Het college van burgemeester en wethouders van de gemeente Groningen;

 

Gelet op:

  • -

    Artikel 3 lid 2 van de Algemene Subsidieverordening gemeente Groningen 2011;

  • -

    De Wet maatschappelijke ondersteuning,

Overwegende dat:

  • het noodzakelijk is om nadere regels vast te stellen voor de verstrekking van subsidies voor innovatieateliers beschermd wonen en opvang;

  • het wenselijk is om vernieuwende preventieve en uitstroom bevorderende initiatieven op het gebied van beschermd wonen en opvang mogelijk te maken,

  • de substitutie van zwaardere vormen van begeleiding door lichtere vormen met meer inzet van informele zorg, het eigen sociale netwerk en ervaringsdeskundigheid gewenst is;

  • het versterken van positieve gezondheid, zelfredzaamheid, zelfregie en eigen kracht voor de gemeente Groningen een belangrijk uitgangspunt is;

  • het wenselijk is dat de ondersteuning ten behoeve van de huidige en potentiële cliëntgroepen beschermd wonen en de opvang zoveel mogelijk plaatsvindt in de thuissituatie in plaats van in een 24-uurs verblijfslocatie;

HEEFT BESLOTEN:

 

de Nadere regel tot wijziging van de Nadere regels subsidies gemeente Groningen ‘Innovatieatelier Beschermd wonen en Opvang´ als volg vast te stellen:

Artikel I

De huidige paragraaf 4:19 wordt vervangen door een nieuwe paragraaf en komt te luiden:

Paragraaf 4.19 Innovatieatelier Beschermd wonen en Opvang

Artikel 4:90 Begripsbepaling

1.

Innovatie

De ontwikkeling en implementatie van nieuwe (producten, diensten of modellen) die bijdragen aan:

- de bevordering van de uitstroom van cliënten Beschermd wonen en Opvang naar zelfstandig wonen met passende ondersteuning en daginvulling.

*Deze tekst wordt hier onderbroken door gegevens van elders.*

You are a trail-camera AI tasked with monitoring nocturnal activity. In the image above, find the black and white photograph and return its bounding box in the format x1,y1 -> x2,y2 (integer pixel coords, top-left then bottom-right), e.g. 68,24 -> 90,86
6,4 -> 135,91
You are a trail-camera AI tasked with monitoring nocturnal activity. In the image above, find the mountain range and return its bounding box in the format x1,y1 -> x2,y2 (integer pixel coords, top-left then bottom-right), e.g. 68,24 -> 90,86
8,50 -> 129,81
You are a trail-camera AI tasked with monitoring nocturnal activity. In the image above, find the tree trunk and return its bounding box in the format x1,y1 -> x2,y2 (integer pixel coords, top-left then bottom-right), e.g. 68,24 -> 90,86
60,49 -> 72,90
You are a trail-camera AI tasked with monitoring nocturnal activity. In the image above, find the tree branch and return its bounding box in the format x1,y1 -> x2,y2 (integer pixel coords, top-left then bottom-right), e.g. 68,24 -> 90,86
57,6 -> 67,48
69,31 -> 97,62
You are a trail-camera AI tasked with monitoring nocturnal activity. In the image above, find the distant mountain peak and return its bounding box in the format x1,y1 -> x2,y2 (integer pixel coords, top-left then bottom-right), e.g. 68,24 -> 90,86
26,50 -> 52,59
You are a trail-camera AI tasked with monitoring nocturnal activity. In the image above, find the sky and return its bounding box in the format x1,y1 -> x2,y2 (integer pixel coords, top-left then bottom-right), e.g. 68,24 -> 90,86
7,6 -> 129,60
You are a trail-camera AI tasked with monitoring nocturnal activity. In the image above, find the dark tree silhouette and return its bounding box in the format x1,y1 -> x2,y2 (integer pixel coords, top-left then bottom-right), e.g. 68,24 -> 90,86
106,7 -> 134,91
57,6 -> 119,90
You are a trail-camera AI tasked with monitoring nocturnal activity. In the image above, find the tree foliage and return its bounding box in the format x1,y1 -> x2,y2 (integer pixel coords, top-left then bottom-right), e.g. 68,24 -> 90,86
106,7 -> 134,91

- de preventie van de instroom in een voorziening Beschermd wonen of Opvang;

2.

Innovatieatelier Beschermd wonen en Opvang

Projectmatige activiteiten gericht op het vergroten van de zelfredzaamheid en participatie van (zeer) kwetsbare inwoners waarbij de effecten geborgd kunnen worden en een kostenreductie gerealiseerd.

3.

Profijtgroepen

Mensen die zich individueel of samen met anderen, al dan niet in formele samenwerkingsverbanden, inzetten om bij te dragen aan het bepaalde in de leden 1 en 2.

Artikel 4:91 Relevante procedure

  • 1.

    In afwijking van artikel 4:2 is voor de toepassing van deze paragraaf de reguliere procedure van toepassing, ongeacht de hoogte van de subsidie.

  • 2.

    In afwijking van artikel 13 Algemene Subsidieverordening is de datum voor het indienen van subsidieaanvragen 15 oktober 2018.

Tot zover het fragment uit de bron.